Before you submit your final solution, you should, remove

  • any print statements that you added for debugging purposes and

  • all in-line comments of the form: “YOUR CODE HERE” and “REPLACE …”

Also, check your code against the style guide. Did you use good variable names? Do you have any lines that are too long, etc.

Make sure you have included header comments, that is, the triple-quote strings that describe the purpose, inputs, and return values of each function, for every function you have written.
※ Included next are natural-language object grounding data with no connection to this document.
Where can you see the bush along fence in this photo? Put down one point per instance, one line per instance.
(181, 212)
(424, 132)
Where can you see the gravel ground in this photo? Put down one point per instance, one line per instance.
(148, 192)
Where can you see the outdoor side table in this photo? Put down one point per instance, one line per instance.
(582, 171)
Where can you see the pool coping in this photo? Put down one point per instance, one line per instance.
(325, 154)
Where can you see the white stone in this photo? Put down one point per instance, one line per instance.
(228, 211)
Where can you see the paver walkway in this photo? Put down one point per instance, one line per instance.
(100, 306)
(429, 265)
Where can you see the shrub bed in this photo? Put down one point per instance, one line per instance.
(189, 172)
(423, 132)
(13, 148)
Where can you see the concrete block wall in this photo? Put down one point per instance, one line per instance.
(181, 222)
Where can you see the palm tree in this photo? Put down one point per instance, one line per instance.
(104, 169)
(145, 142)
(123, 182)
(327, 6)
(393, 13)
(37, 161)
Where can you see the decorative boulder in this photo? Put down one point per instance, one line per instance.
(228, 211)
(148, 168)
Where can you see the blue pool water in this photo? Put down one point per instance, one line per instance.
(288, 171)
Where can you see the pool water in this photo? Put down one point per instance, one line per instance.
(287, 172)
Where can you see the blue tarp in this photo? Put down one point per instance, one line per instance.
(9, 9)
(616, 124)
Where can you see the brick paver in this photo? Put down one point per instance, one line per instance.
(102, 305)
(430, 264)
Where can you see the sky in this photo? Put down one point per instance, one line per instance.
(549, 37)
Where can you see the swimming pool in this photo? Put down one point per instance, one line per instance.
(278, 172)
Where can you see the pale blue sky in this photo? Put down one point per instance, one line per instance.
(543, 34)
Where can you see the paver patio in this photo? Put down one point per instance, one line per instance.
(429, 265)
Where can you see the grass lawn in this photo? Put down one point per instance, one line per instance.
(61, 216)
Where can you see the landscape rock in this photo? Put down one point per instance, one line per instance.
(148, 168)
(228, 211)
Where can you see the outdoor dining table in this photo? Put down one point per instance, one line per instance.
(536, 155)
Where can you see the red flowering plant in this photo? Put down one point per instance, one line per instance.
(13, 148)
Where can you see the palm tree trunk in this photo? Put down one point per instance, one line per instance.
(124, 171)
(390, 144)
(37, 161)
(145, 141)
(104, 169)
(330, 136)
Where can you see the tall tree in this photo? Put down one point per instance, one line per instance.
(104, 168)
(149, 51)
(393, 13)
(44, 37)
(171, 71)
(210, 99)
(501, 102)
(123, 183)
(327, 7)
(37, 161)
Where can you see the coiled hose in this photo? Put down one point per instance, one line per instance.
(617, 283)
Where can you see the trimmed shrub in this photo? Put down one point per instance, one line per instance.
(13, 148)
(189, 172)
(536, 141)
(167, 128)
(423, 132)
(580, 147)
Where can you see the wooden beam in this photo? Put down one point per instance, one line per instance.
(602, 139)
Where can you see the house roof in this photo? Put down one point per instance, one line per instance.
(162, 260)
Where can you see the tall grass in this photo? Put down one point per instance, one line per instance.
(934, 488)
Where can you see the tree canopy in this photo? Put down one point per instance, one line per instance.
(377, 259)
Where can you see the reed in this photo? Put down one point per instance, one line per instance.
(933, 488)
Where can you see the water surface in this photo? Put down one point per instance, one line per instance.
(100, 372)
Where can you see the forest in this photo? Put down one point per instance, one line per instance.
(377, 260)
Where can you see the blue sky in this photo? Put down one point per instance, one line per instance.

As you clean up, you should periodically save your file and run your code through the tests to make sure that you have not broken it in the process.

Submission

You must submit your work through Gradescope (linked from our Canvas site). In the “Programming Assignment #4” assignment, simply upload file simulate.py (do not upload any other file!). Please note:

  • You are allowed to make as many submissions as you want before the deadline.

  • For students working in a pair, one student should upload the pair’s solution and use GradeScope’s mechanism for adding group members to add the second person in the pair.

  • Please make sure you have read and understood our Late Submission Policy

  • Your completeness score is determined solely based on the automated tests, but we may adjust your score if you attempt to pass tests by rote (e.g., by writing code that hard-codes the expected output for each possible test input).

  • Gradescope will report the test score it obtains when running your code. If there is a discrepancy between the score you get when running our grader script, and the score reported by Gradescope, please let us know so we can take a look at it.